Stone knives and bear skins
I spent most of my time at university as a 6000-series user, and one summer as an operator. This was in the late 70s. I then worked with them at Honeywell itself for my first year-plus out of school. (No, I'm not the article's "Buster".)
The computer's logic wasn't in the doors, but all in the cabinets proper; the stuff on the doors was user-interface control panels. Well, maintainer interface; end users weren't allowed anywhere near the hardware. Here are pictures of the control panels on the inside of a CPU and a System Controller Unit (SCU). (Different generations, obviously; I remember only the SCU's black-on-white styling.)

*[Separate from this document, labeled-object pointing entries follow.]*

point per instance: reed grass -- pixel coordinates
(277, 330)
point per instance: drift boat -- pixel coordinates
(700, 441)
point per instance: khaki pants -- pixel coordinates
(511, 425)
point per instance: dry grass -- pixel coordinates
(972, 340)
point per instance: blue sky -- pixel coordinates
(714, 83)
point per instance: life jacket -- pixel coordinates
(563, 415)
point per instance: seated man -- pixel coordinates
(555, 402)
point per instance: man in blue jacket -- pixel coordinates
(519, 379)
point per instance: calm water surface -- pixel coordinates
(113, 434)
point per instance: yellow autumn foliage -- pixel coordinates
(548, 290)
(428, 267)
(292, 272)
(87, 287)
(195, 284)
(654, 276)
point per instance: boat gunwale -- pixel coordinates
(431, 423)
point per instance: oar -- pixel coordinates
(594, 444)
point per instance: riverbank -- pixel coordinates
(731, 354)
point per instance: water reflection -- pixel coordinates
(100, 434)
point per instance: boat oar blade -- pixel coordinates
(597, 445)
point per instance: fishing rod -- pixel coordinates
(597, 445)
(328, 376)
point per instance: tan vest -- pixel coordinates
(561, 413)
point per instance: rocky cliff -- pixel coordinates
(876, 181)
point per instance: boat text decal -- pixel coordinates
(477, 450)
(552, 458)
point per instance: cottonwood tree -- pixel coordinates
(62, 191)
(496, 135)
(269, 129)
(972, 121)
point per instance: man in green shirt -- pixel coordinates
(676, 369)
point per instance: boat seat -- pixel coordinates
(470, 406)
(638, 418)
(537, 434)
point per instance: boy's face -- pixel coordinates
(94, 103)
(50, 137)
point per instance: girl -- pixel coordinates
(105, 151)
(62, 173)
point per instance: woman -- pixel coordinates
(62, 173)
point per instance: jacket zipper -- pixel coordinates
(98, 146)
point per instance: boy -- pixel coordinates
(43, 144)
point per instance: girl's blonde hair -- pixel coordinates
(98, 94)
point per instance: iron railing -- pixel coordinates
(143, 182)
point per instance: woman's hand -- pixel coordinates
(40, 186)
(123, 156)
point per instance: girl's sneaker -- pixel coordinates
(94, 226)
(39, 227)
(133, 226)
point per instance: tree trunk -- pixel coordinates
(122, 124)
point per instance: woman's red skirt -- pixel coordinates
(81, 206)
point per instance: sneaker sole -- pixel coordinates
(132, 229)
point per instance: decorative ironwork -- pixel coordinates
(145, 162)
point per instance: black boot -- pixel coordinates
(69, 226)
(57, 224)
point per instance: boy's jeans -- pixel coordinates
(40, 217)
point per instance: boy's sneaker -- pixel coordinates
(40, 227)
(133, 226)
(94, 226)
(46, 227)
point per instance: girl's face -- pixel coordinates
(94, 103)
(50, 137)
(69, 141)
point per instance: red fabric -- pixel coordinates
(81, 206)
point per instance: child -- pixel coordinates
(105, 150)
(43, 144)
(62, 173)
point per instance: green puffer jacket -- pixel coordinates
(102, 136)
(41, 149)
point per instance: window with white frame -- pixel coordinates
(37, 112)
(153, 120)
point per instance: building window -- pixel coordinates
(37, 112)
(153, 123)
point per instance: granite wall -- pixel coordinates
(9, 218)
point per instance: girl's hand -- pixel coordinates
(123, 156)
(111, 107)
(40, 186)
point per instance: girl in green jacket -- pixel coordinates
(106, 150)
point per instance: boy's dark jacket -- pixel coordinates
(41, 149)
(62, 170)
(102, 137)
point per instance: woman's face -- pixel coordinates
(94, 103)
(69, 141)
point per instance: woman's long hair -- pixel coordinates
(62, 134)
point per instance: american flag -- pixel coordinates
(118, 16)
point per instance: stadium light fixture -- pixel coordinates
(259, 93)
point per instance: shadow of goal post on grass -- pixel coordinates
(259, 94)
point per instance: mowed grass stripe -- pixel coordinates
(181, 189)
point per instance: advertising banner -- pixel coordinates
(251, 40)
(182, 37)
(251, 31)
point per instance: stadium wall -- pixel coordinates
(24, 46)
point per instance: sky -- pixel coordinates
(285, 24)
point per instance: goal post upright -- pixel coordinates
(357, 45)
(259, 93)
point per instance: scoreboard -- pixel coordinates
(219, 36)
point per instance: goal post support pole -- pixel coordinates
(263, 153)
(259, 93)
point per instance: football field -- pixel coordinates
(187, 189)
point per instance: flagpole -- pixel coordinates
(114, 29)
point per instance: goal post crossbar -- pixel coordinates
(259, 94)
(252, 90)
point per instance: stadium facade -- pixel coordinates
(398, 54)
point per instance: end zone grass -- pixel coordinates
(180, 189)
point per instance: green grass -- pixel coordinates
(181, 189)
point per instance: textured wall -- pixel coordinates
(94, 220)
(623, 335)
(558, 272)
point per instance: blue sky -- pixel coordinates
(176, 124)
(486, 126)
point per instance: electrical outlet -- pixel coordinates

As a lowly operator, I was strictly forbidden to touch any of that stuff -- except for the SCU's "initialize" button, which I was instructed to press once or twice. It initiated a hard reboot -- the moral equivalent of a PC's "reset" button. I only mention it because the hard-reboot mechanism is an interesting bit of history. As I recall, that button caused exactly one punch card to be read from the card reader, into a specific hard-wired memory location, and then jumped to. That card was expected to contain the code to read and jump to the next few cards, which would have enough code to read the rest of the bootloader, which would read the rest of (what we would now call) the kernel, which would then read a bunch of configuration directives, all from punch cards. That's the kind of rigmarole the word "bootstrap" was invented to describe, before ROM was cheap enough to contain anything like a BIOS. (That wasn't the usual boot procedure; usually the system could be booted from disk. The punched-card boot was only needed as a last resort.)
Of course the first part of the deck didn't contain Hollerith codes, but were punched with "column binary" -- executable code in raw binary. (The 6000 had 36-bit words, so I presume column binary lined up nicely as three 12-bit columns per word.) It was only once you got to the configuration part of the deck that the cards switched from column binary to text.
(Speaking of ROM, I also heard tell of a machine (I think it was the PDP-11/45 UNIX box that I also spent a fair amount of time on) which had a boot ROM consisting of a matrix of discrete diodes that were soldered in where all the 1 bits were supposed to be.)
The main body of each cabinet consisted of dozens of large PC boards, plugged into what I presume was a passive backplane (you can see those, though not well, in the picture OP posted). The backs of the cabinets also had doors, but what you saw when you opened them was frightening: thousands of wire-wrap wires going every whichway! Something like this. (That's not from a Honeywell machine -- judging by the URL, it's a Burroughs B7800 -- but the Honeywell's guts were similar enough.)
One day the Honeywell field engineer was doing some work -- installing an upgrade, I think -- and the system didn't work afterward. He spent all day debugging it, with the help of one of the students, who I think was studying electrical engineering. The debugging tools available were, as I recall, those control panels plus an oscilloscope. They finally tracked the problem down to one of those wire-wrap wires, broken inside the insulation, i.e. the damage wasn't visible.
A sad coda: there was an electronics surplus store I liked to spend time in (Toronto's late, lamented Active Surplus -- aka the "gorilla store" because, well, gorilla). Four or five years after I left Honeywell, I dropped into Active one day, and saw a couple of those 6000-series control panels for sale. The price they quoted me was "$1.50 per switch" or thereabouts. More than I was willing to spend for a weird, nostalgic wall hanging. Now, I regret passing them up.